保育・教育業界でのキャリアの幅を広げたい人
保育士や幼稚園教諭としてすでに現場に立っている人が、運動あそびの専門性を加えることで自分の指導の引き出しを増やす目的で取得することもあります。国家資格である保育士資格などと組み合わせることで、「運動が得意な保育士」としての強みを打ち出しやすくなります。
豆知識:コーディネーション理論という発想の面白さ
「才能」より先に「動作の引き出し」を増やす発想
コーディネーション理論のユニークな点は、「運動神経が良い・悪い」という漠然とした才能論に頼らず、体の動かし方を要素ごとに分解して伸ばせると考えるところにあります。
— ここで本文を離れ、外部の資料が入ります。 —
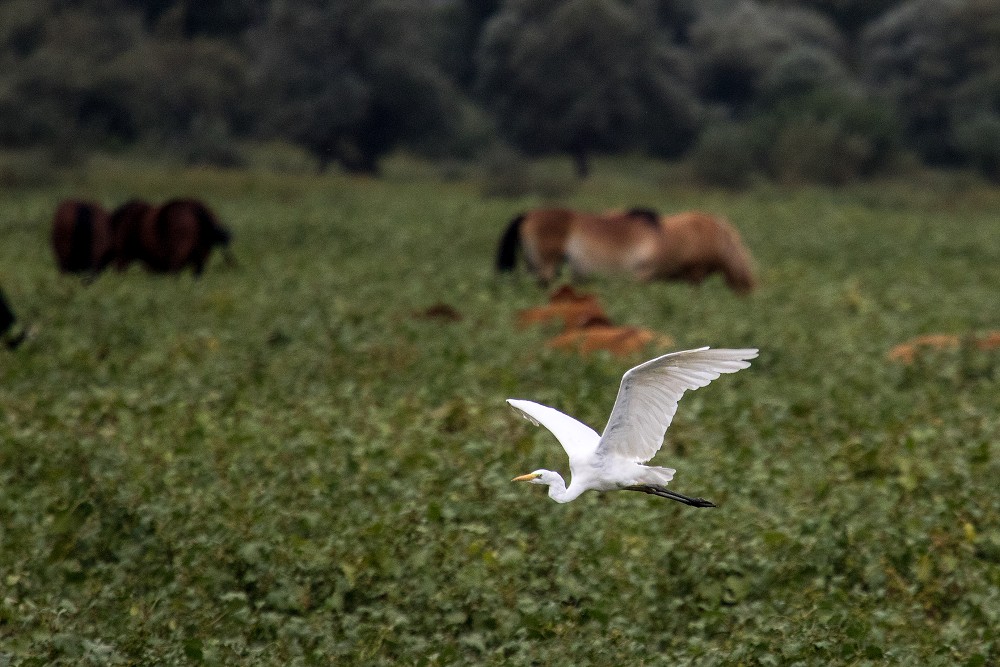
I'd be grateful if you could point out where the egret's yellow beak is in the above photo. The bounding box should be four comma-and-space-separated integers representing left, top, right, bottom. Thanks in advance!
512, 473, 541, 482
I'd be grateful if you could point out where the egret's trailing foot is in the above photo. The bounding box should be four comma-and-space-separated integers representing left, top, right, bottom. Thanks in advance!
623, 484, 717, 507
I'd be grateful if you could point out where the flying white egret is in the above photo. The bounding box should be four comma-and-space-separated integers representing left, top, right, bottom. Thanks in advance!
510, 346, 758, 506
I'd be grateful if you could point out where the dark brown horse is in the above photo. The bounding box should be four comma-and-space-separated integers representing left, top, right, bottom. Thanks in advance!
118, 199, 233, 275
109, 199, 154, 271
51, 199, 114, 275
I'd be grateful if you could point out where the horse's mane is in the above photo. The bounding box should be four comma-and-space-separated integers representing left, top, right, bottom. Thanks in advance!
623, 208, 660, 227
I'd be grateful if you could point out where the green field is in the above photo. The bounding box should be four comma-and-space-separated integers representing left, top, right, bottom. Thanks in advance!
1, 159, 999, 665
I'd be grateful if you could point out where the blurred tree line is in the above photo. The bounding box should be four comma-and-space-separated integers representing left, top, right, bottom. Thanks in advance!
2, 0, 999, 184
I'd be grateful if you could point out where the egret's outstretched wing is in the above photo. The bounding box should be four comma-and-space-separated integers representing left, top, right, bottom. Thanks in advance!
598, 347, 758, 463
507, 399, 601, 463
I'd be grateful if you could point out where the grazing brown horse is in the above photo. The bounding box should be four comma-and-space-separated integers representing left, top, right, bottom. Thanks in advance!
652, 211, 756, 294
51, 199, 114, 275
130, 199, 233, 275
497, 208, 664, 284
109, 199, 154, 271
497, 208, 756, 293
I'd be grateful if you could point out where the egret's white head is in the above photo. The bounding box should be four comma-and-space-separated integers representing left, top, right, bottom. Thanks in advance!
512, 469, 557, 485
512, 469, 572, 501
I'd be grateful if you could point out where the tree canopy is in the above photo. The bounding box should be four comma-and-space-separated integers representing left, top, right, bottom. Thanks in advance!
476, 0, 700, 175
2, 0, 1000, 181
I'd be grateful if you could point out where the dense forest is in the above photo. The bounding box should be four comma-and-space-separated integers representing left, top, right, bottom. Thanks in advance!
2, 0, 999, 183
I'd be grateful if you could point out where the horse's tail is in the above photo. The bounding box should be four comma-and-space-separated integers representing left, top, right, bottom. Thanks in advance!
0, 288, 25, 350
496, 213, 525, 272
68, 204, 95, 272
718, 217, 756, 294
0, 288, 16, 336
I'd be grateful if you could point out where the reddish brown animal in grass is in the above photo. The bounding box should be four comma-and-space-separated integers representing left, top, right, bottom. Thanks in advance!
51, 199, 114, 275
516, 285, 611, 330
136, 199, 233, 275
546, 323, 673, 357
413, 303, 463, 322
887, 331, 1000, 364
109, 199, 154, 271
497, 207, 756, 293
515, 284, 673, 358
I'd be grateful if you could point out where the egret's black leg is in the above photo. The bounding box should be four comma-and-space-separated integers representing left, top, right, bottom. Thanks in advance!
624, 484, 717, 508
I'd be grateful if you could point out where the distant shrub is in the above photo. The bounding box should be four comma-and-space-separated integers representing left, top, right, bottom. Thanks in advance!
765, 89, 902, 182
478, 144, 532, 198
688, 122, 762, 188
409, 98, 496, 163
0, 149, 60, 188
768, 116, 870, 185
477, 145, 576, 199
0, 93, 64, 150
951, 113, 1000, 182
240, 140, 318, 174
179, 116, 246, 169
435, 158, 473, 183
688, 88, 902, 186
530, 166, 578, 200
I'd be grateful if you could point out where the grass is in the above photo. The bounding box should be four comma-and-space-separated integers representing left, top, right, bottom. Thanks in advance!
1, 157, 999, 665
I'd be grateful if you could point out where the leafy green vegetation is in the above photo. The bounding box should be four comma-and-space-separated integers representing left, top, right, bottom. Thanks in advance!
1, 159, 998, 664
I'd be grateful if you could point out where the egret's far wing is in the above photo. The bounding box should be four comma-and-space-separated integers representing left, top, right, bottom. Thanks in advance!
598, 347, 758, 463
507, 399, 600, 462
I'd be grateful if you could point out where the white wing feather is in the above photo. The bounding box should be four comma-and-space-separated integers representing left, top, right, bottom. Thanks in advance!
598, 347, 758, 463
506, 398, 600, 464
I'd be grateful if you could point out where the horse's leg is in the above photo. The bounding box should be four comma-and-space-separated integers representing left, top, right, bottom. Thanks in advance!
523, 245, 557, 287
169, 220, 203, 274
634, 261, 658, 283
567, 256, 593, 284
535, 262, 557, 287
681, 264, 710, 285
191, 243, 212, 277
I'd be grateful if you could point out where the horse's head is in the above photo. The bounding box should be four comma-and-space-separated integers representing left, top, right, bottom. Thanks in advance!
213, 225, 238, 267
213, 225, 231, 247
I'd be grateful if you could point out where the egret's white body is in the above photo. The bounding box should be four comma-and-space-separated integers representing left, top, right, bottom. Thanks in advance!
510, 346, 758, 506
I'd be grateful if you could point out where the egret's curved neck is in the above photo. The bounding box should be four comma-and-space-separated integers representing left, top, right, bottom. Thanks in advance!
544, 473, 582, 503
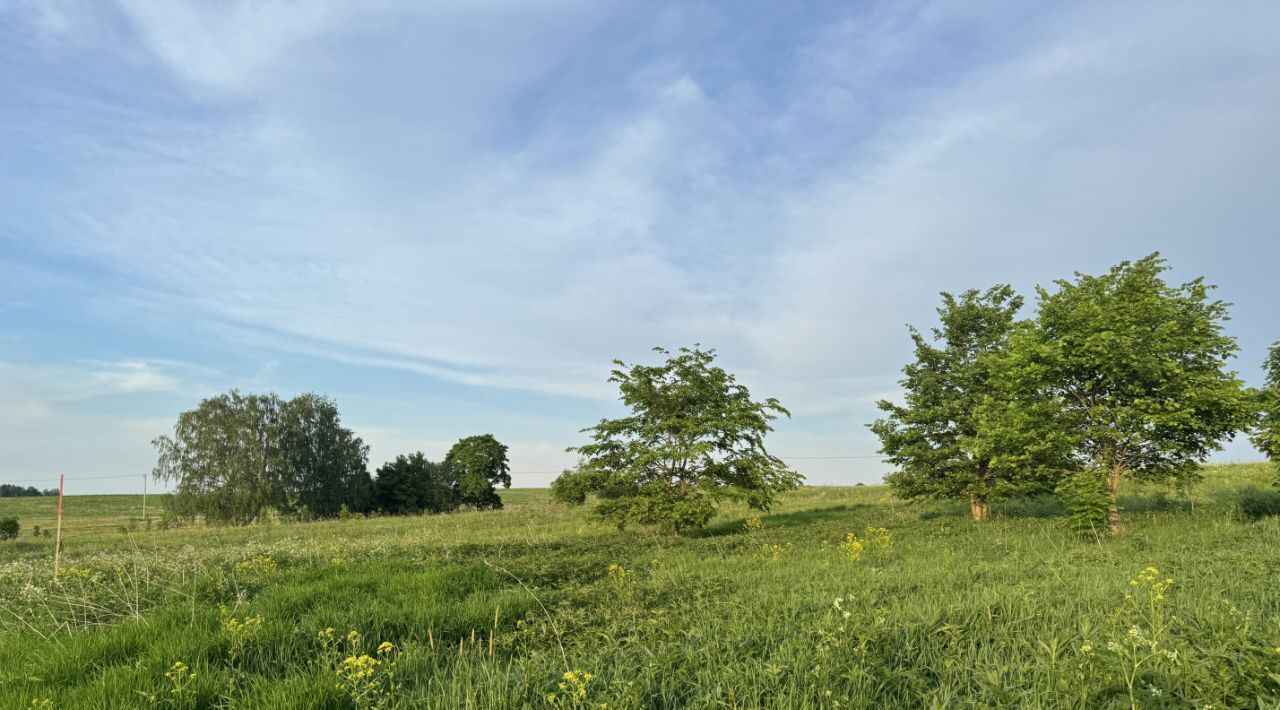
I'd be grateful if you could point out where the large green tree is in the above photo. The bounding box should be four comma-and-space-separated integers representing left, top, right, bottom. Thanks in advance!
1251, 340, 1280, 486
1001, 254, 1253, 534
280, 393, 372, 517
153, 390, 371, 524
872, 286, 1061, 520
372, 452, 453, 514
153, 391, 288, 524
443, 434, 511, 510
552, 346, 801, 534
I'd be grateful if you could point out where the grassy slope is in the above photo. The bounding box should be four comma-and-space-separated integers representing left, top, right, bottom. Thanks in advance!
0, 464, 1278, 708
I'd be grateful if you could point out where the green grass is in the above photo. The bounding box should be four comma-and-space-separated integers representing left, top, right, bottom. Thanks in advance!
2, 465, 1280, 708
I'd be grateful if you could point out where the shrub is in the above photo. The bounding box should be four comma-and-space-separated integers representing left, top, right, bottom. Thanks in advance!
0, 517, 19, 540
1055, 471, 1110, 539
1235, 489, 1280, 520
550, 472, 590, 505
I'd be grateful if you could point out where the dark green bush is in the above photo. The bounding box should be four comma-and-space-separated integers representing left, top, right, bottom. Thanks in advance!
1236, 489, 1280, 520
0, 517, 18, 540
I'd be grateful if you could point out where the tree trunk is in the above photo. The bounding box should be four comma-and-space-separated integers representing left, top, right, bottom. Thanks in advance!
1106, 464, 1124, 535
969, 494, 989, 522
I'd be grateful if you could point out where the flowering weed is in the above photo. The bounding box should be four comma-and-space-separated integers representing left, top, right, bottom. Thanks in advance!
1105, 566, 1180, 710
324, 629, 400, 709
762, 542, 793, 561
547, 669, 604, 707
235, 556, 278, 574
164, 661, 196, 707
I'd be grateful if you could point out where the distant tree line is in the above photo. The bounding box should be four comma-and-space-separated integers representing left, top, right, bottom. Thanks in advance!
152, 390, 510, 525
872, 253, 1276, 536
0, 485, 58, 498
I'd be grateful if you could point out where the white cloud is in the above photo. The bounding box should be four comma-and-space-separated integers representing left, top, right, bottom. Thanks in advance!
4, 1, 1278, 486
83, 360, 182, 395
0, 359, 204, 489
0, 359, 193, 402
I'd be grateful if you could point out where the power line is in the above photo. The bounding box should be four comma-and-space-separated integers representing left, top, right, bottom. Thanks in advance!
1, 473, 143, 484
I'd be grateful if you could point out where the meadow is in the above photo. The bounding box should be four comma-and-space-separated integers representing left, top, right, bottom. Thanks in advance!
2, 464, 1279, 708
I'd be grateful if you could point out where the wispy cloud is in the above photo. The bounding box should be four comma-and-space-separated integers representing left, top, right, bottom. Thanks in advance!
0, 359, 198, 403
2, 1, 1277, 487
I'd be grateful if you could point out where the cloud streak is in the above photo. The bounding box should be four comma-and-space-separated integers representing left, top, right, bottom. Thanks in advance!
2, 1, 1277, 487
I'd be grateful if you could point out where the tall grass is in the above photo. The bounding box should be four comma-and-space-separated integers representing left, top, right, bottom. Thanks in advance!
1, 465, 1278, 707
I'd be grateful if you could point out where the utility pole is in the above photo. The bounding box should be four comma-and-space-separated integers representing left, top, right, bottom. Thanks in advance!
142, 475, 148, 527
53, 474, 64, 578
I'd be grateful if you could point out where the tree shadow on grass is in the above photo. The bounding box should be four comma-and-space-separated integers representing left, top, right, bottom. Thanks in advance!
914, 490, 1198, 522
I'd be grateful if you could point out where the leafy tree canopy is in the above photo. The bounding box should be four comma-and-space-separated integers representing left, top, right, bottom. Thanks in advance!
552, 346, 800, 534
373, 452, 452, 515
280, 393, 372, 518
872, 285, 1064, 520
1251, 340, 1280, 485
999, 254, 1253, 533
444, 434, 511, 510
152, 390, 371, 524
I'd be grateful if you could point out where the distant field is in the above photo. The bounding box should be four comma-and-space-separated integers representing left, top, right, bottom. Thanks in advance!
2, 465, 1279, 708
0, 488, 551, 548
0, 493, 153, 543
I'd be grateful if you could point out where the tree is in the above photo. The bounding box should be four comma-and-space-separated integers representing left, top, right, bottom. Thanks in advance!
153, 391, 289, 525
443, 435, 511, 510
372, 452, 452, 514
552, 346, 801, 535
1002, 254, 1253, 534
872, 285, 1061, 520
0, 485, 50, 498
153, 390, 372, 524
280, 394, 372, 518
1251, 340, 1280, 486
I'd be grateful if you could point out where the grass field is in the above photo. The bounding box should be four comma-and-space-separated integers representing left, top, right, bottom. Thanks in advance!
2, 464, 1279, 708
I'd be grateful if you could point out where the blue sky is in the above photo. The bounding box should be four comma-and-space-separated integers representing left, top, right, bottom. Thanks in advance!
2, 1, 1278, 493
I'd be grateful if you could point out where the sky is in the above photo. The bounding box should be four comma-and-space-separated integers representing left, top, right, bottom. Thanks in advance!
1, 1, 1278, 494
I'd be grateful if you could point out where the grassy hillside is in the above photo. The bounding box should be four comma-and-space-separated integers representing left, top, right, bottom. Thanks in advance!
1, 463, 1278, 708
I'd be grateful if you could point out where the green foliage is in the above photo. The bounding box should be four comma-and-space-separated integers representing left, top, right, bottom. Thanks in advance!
372, 453, 454, 515
5, 466, 1280, 708
1251, 340, 1280, 487
372, 437, 510, 515
555, 346, 800, 534
443, 435, 511, 510
0, 485, 56, 498
549, 469, 590, 505
873, 286, 1063, 519
998, 254, 1253, 533
0, 517, 17, 540
1235, 488, 1280, 520
279, 393, 373, 518
152, 390, 371, 525
1053, 470, 1110, 538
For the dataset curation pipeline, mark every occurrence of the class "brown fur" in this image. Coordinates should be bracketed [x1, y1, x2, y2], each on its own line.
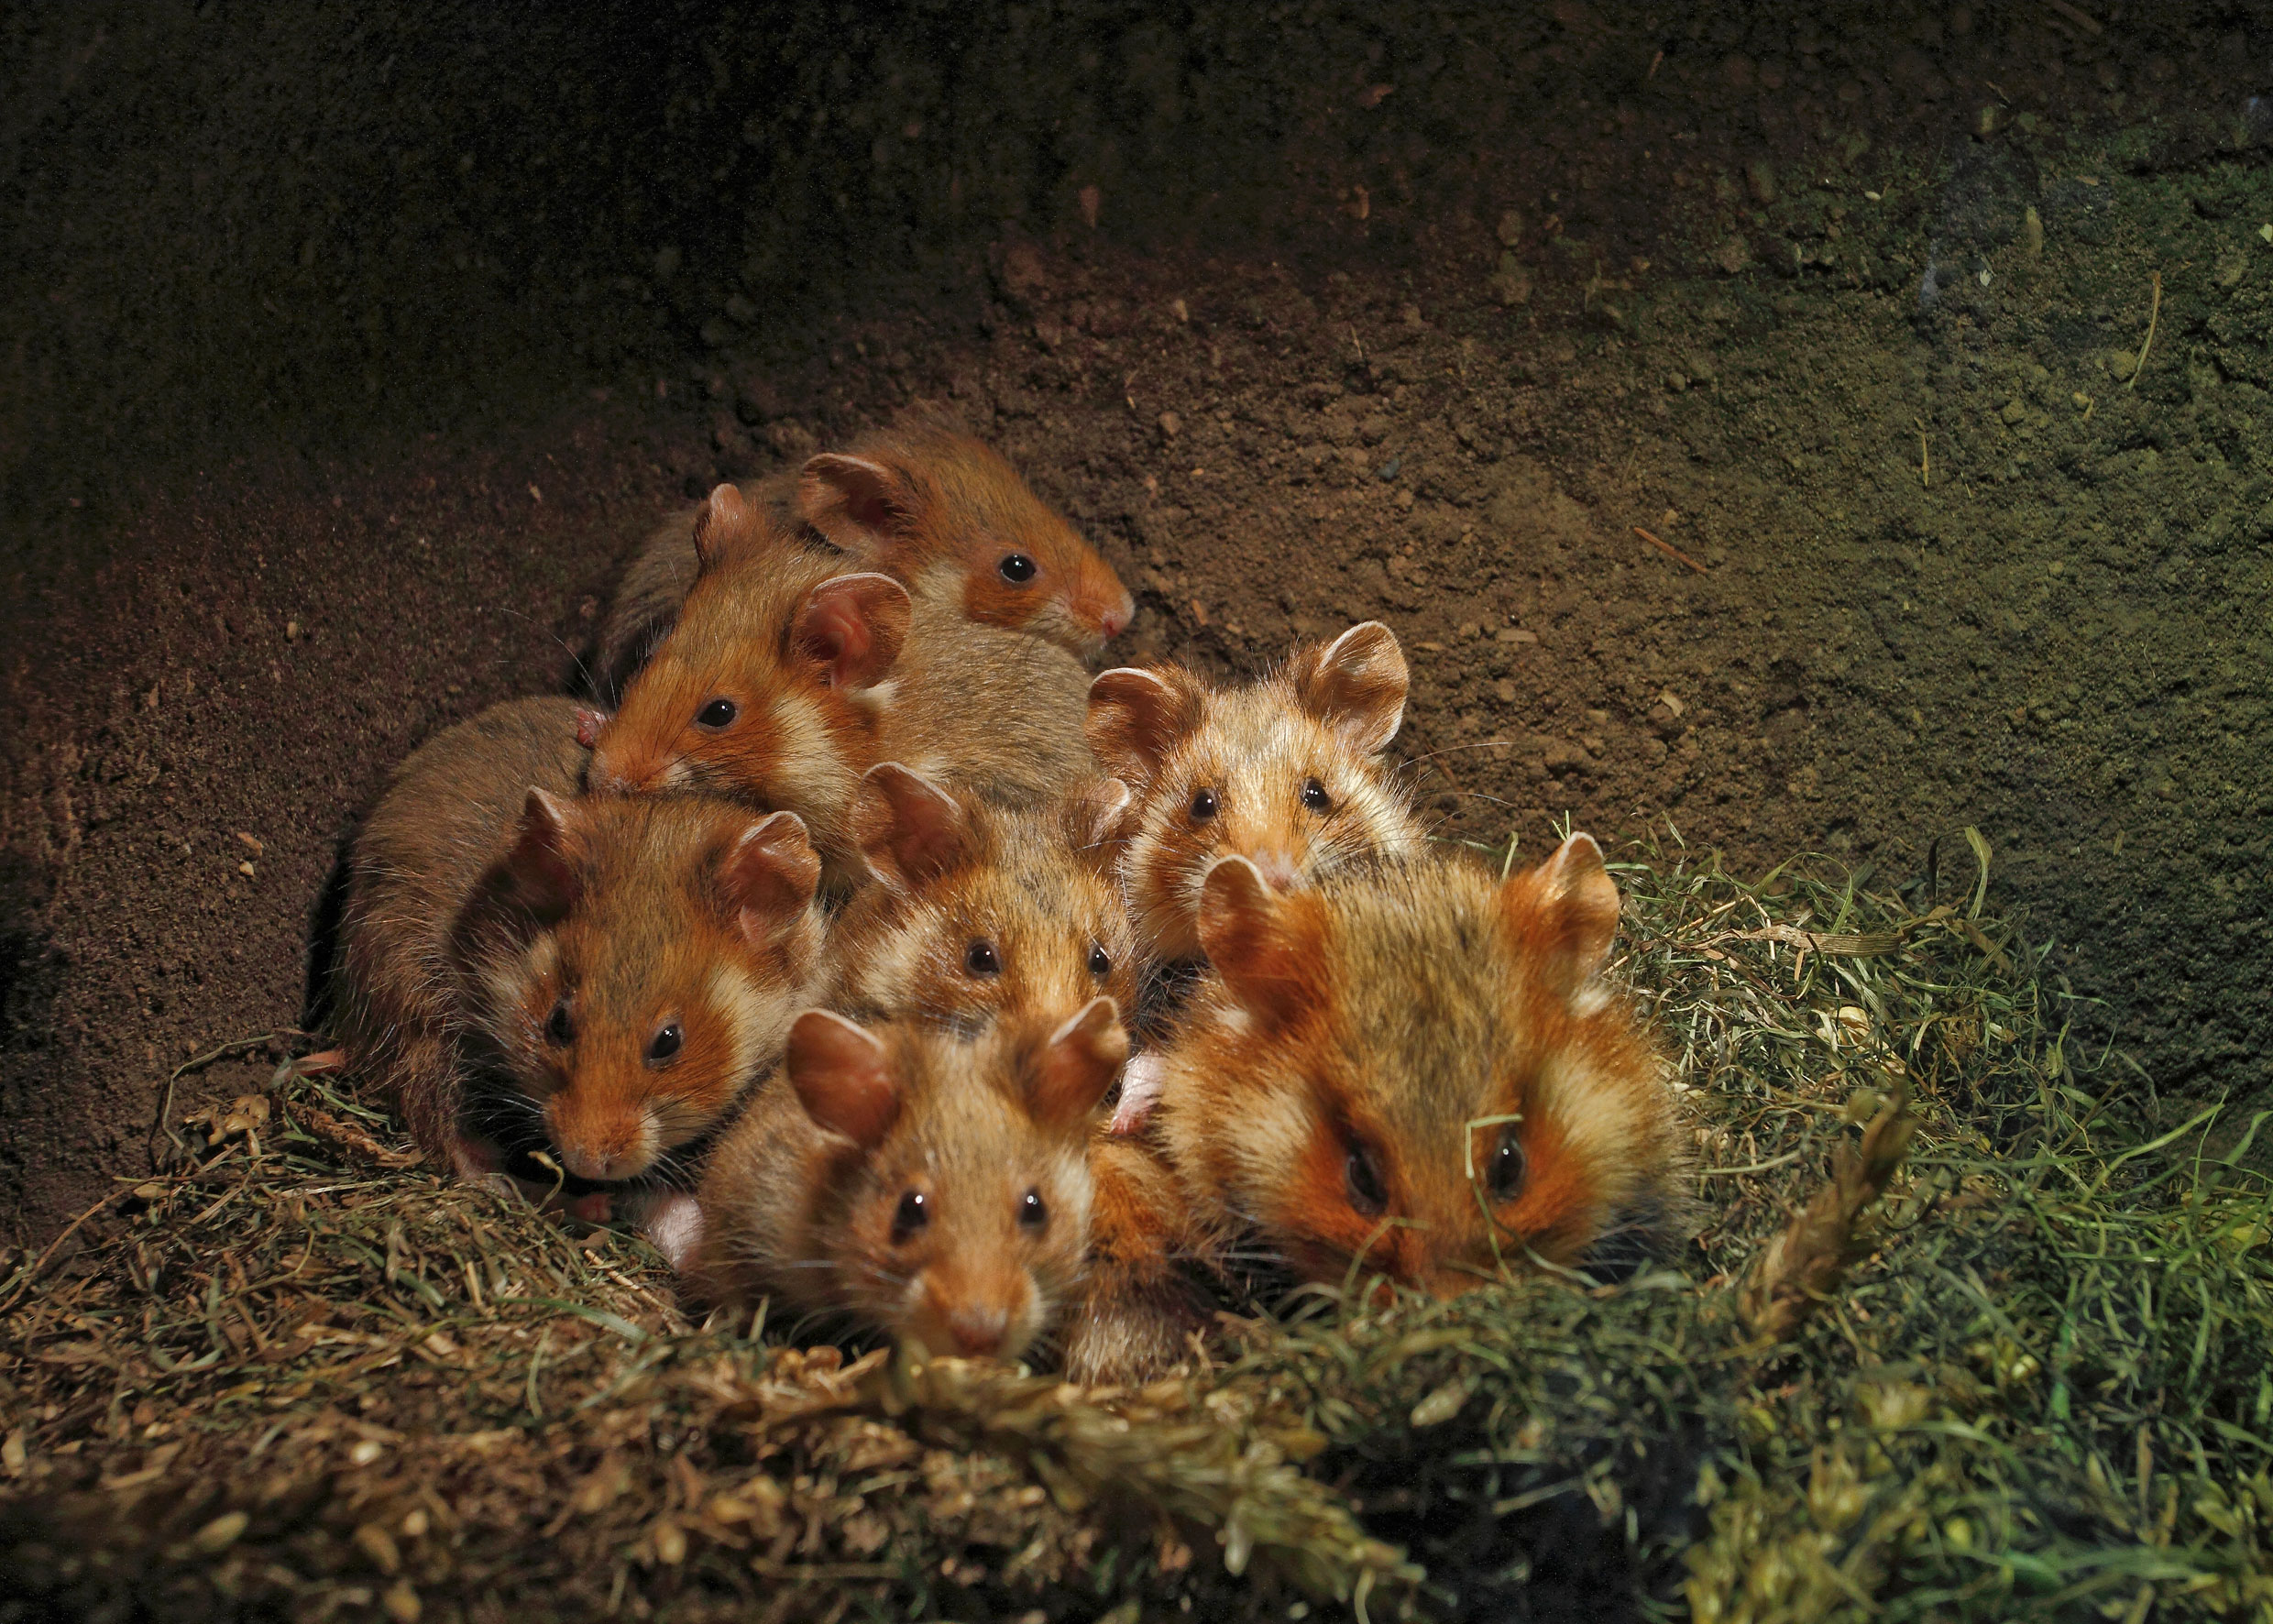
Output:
[335, 697, 828, 1183]
[688, 1002, 1126, 1361]
[585, 487, 907, 887]
[1147, 839, 1692, 1300]
[592, 422, 1130, 702]
[830, 765, 1136, 1034]
[1058, 1133, 1215, 1385]
[1086, 621, 1426, 966]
バランス能力・反応能力・リズム能力といった要素に分けてトレーニングすることで、どんな子どもでも段階的にできることを増やしていけるという発想です。
2日間・16〜18時間という凝縮された講習時間
座学の資格試験にありがちな「テキストを何十時間もかけて読み込む」学習スタイルとは対照的に、この資格はわずか2日間の対面講習に理論と実技を凝縮しています。受講料も63,000円前後(会員割引適用で59,000円程度)を基本に、開催回によっては64,900〜69,300円程度になることもあると案内されており、短期集中で資格取得を目指したい社会人にも参加しやすい設計になっています。
一度取得すれば更新不要の「永久資格」
NESTAのスペシャリスト資格に位置づけられるこの資格は、有効期限のない永久資格とされています。多くの民間資格が数年おきの更新講習や更新料を必要とするなかで、一度合格すれば生涯にわたって名乗り続けられるのは珍しい特徴です。長く子どもと関わる仕事を続けたい人にとって、取得しやすさとメンテナンスの手間の少なさを両立している点も見逃せません。
まとめ ― 子どもの「体の伸びしろ」を引き出す資格
こんな方にとくにおすすめ
- スポーツクラブや教室でキッズ向けの運動プログラムを企画・指導したい人
- 保育士・幼稚園教諭として運動あそびの専門性を高めたい人
- 学童保育や放課後の活動で子どもが楽しく体を動かせるメニューを考えたい人
- わが子の運動発達を理解し、家庭での遊び方に活かしたい保護者
取得に向けた第一歩
まずはNESTA JAPANの公式サイトで、東京・大阪など全国各地で開催される2日間コースの開催スケジュールを確認するところから始めましょう。前提資格は不要なので、運動指導の経験がなくても申し込み可能です。受講後はテイクホーム試験にじっくり取り組み、正答率80%以上を目指して復習しながら解答をまとめれば、永久資格として一生使えるスキルが手に入ります。